Around 80 children gathered for the ceremony attended by officials from the British Embassy – who supported the project – as well as representatives from the UAE Embassy, Palestinian Embassy, Lebanese-Palestinian Dialogue Committee and UNRWA’s deputy director, Robert Hurt.
“Palestinians are some of the most disadvantaged people living within Lebanon and the region,” Hurt said as the throng of young footballers eagerly awaited the presentation of their certificates.
“The kids don’t have the opportunity to meet and train under these conditions in which they live, so this was a unique opportunity for the kids to train with such professional coaches,” he added.
The 80 children that attended the camp were a diverse bunch – made up of boys, girls, Muslims and Christians, Palestinian residents of the Dbayyeh camp, local Lebanese and 20 children brought from Shatila for the four days.

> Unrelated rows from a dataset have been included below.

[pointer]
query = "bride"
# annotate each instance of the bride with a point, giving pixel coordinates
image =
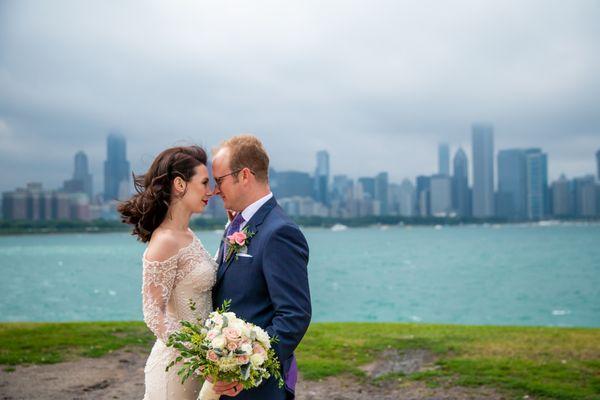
(176, 267)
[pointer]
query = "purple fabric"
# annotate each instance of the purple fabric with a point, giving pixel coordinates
(292, 375)
(234, 226)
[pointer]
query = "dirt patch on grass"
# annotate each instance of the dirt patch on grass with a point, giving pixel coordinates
(392, 361)
(120, 375)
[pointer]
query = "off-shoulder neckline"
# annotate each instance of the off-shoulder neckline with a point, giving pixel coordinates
(194, 240)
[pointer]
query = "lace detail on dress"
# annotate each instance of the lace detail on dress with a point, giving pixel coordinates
(158, 281)
(166, 290)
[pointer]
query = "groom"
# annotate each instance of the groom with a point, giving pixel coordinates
(268, 284)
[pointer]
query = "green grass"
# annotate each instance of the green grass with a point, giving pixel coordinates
(552, 363)
(47, 343)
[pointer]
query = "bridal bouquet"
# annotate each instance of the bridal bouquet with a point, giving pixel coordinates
(224, 348)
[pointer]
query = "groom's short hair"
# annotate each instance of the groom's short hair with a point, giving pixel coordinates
(246, 151)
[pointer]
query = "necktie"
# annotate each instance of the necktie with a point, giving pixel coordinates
(234, 226)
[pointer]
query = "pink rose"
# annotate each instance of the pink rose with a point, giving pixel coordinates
(212, 356)
(258, 349)
(231, 334)
(239, 238)
(231, 346)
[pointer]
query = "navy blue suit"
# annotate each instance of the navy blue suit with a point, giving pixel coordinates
(270, 289)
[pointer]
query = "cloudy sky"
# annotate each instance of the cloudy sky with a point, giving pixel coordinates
(377, 83)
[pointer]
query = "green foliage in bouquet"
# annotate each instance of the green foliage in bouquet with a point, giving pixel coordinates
(192, 345)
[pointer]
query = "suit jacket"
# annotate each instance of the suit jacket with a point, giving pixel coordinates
(270, 289)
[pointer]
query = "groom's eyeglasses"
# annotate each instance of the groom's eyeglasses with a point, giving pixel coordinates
(219, 180)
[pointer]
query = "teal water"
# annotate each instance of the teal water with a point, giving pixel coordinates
(517, 275)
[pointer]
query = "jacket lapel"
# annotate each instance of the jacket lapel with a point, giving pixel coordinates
(252, 226)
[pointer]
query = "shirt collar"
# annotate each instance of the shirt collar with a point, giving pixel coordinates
(253, 208)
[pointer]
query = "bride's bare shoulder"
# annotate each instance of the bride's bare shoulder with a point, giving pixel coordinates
(163, 245)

Faced with economic deprivation and chronic water shortages, the Dbayyeh camp, housing an estimated 4,000 persons, has a simple, sand and dirt pitch – a stark departure from the facilities of the main Manchester City School of Football complex in Jounieh.
The football school’s head coach, Alan Dixon, who ran the four-day camp and handed out certificates to each child, said that despite the hardships, he has found football to have a transcendent power.

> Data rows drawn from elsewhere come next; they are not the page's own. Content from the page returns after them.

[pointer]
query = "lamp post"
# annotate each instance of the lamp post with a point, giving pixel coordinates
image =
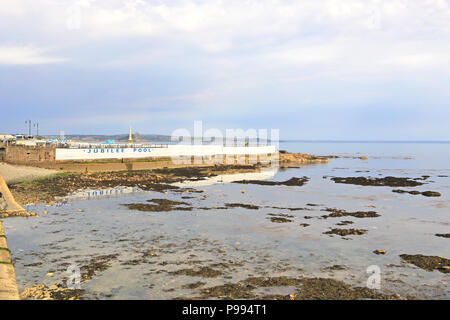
(29, 127)
(37, 128)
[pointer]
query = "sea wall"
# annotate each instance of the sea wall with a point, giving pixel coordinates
(171, 151)
(27, 154)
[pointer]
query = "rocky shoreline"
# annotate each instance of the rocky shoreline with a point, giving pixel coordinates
(48, 188)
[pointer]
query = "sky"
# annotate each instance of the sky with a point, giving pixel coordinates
(331, 69)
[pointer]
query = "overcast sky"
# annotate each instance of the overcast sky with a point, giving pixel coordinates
(337, 69)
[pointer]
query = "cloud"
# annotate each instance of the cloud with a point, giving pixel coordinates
(25, 55)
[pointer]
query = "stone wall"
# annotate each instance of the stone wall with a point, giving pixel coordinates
(27, 154)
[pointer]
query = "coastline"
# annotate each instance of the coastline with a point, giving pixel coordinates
(45, 185)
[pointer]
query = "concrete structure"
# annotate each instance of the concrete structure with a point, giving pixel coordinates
(27, 154)
(20, 154)
(168, 151)
(8, 284)
(7, 202)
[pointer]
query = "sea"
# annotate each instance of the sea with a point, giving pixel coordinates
(161, 255)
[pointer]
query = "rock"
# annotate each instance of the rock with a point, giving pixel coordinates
(431, 194)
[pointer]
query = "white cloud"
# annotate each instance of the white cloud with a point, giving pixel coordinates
(25, 55)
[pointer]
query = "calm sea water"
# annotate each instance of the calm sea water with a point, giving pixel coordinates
(246, 242)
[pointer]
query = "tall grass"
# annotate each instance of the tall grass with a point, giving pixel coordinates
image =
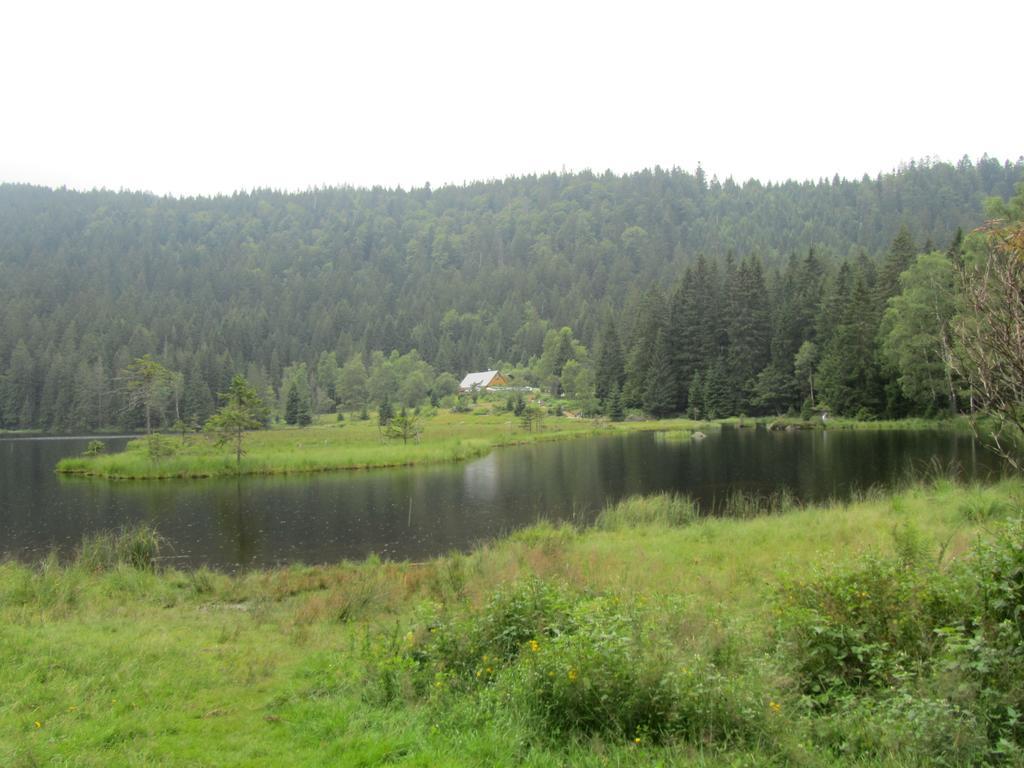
(805, 638)
(137, 547)
(352, 444)
(658, 509)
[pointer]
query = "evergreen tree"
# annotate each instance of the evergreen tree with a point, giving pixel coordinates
(385, 412)
(613, 404)
(651, 324)
(659, 392)
(609, 370)
(897, 261)
(293, 406)
(749, 334)
(849, 379)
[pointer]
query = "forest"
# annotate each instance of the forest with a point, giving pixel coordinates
(663, 292)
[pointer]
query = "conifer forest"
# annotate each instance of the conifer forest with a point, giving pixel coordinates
(664, 292)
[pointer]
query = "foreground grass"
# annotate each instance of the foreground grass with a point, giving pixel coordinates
(350, 444)
(108, 663)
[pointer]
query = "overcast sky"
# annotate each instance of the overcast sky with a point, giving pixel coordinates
(187, 98)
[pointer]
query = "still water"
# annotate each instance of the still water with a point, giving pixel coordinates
(418, 512)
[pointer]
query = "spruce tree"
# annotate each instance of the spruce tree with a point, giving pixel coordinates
(651, 324)
(609, 372)
(292, 406)
(659, 392)
(613, 407)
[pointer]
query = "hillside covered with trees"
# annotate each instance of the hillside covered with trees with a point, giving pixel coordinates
(660, 291)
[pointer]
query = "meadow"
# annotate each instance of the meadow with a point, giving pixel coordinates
(885, 631)
(328, 444)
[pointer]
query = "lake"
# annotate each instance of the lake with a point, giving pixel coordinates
(418, 512)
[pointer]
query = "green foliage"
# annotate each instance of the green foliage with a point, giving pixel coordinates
(404, 426)
(385, 412)
(94, 448)
(915, 330)
(136, 547)
(869, 627)
(659, 509)
(243, 411)
(159, 448)
(531, 417)
(241, 284)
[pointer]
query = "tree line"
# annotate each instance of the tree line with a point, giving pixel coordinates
(662, 291)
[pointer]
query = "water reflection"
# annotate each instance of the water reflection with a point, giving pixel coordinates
(418, 512)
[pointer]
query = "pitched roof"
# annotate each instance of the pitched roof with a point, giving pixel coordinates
(479, 379)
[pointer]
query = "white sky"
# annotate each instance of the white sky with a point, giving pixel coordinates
(204, 97)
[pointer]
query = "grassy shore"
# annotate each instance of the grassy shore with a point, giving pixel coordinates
(349, 444)
(654, 638)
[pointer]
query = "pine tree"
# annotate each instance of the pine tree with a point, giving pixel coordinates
(897, 261)
(652, 322)
(659, 392)
(613, 407)
(292, 406)
(609, 372)
(749, 332)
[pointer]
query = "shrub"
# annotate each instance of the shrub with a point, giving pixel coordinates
(984, 654)
(611, 676)
(864, 627)
(904, 728)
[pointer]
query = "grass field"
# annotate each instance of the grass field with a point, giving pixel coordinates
(655, 638)
(348, 444)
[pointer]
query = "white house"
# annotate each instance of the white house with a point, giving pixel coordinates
(482, 380)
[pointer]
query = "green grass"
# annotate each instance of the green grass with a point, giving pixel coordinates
(107, 660)
(957, 424)
(349, 444)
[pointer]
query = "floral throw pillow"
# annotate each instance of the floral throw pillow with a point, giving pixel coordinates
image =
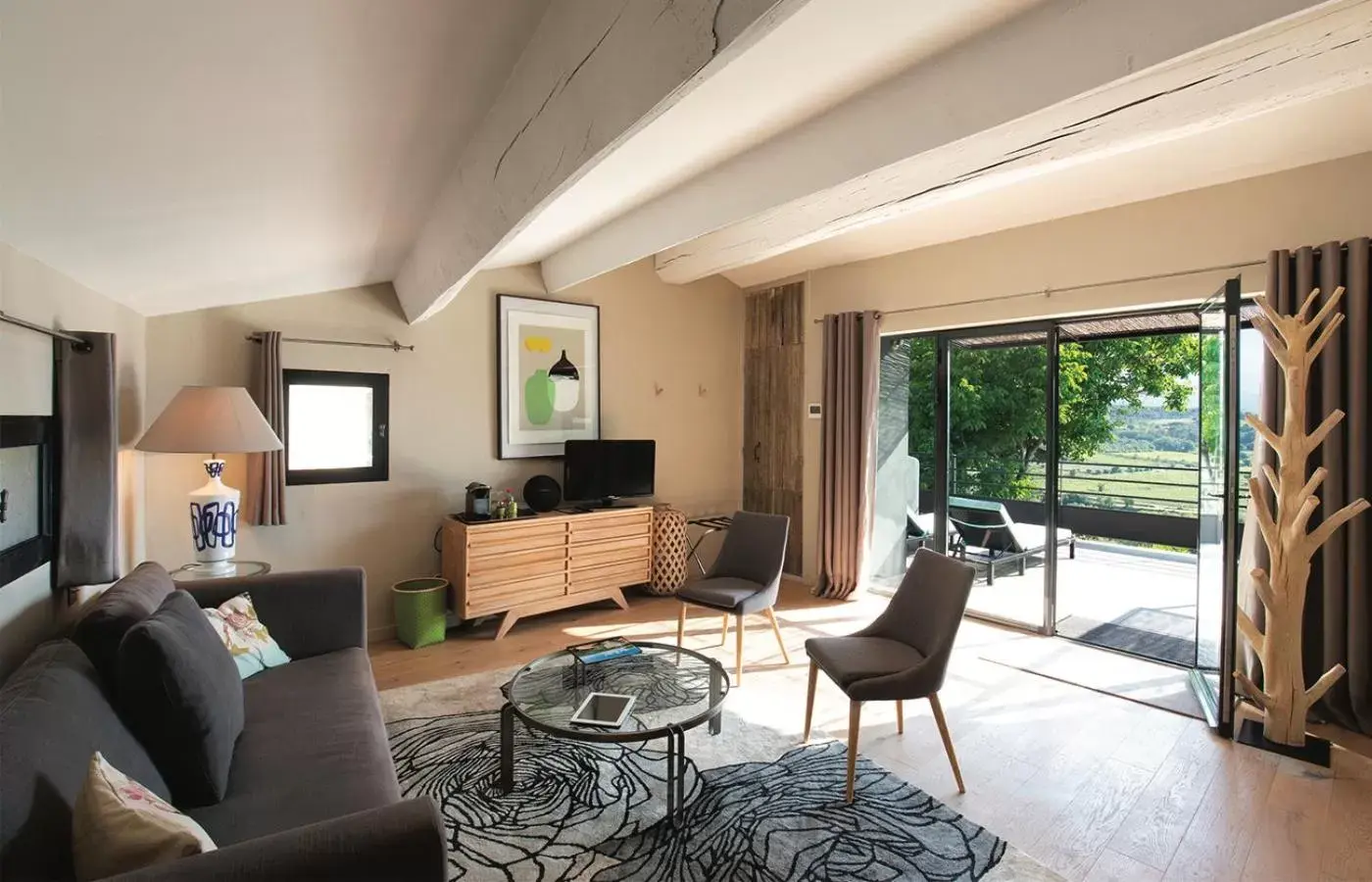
(119, 824)
(251, 646)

“It’s definitely a different surface, but the kids love playing football. They have the right attitude and play with smiles on their faces, so the pitch quality and everything else are reduced to small details,” Dixon told The Daily Star.
“Some of the kids arrive hours early for their training. They see you arrive and run out to help you carry things, set up the pitch and put balls away at the end. Great attitude,” he continued, expressing hope that Manchester City and their sponsors in Lebanon, Modern Star, would undertake future events for Palestinians and more community outreach.
Larissa, an 11-year-old resident of the camp, said that she and her sister love playing football. More than 10 girls participated in the football training.
“Girls like to play, and the boys don’t mind,” she said.
Thirteen-year old Elaina echoed her female football compatriot.
“We learned a lot of new things, like how to handle the ball better,” she explained, adding that while they have some coaches in the camp, “this is the first time we’ve received a training of this level. It’s new for all of us.”
UNRWA’s public information officer Hoda Samra noted that this project was a part of U.N.’s “dignity for all” coexistence campaign.
“If Palestinian and Lebanese children can compete in sport with dignity, they can live together with dignity as well.”
Tamed for a moment by the novelty of their certificates, the kids – ranging from 6 to 16 years old – nodded enthusiastically to answer whether they had enjoyed the experience, talking about the friends they made and new skills they acquired.
“I just wish it was Barcelona,” said 11-year-old Georges, lodging the only complaint to be heard at the event.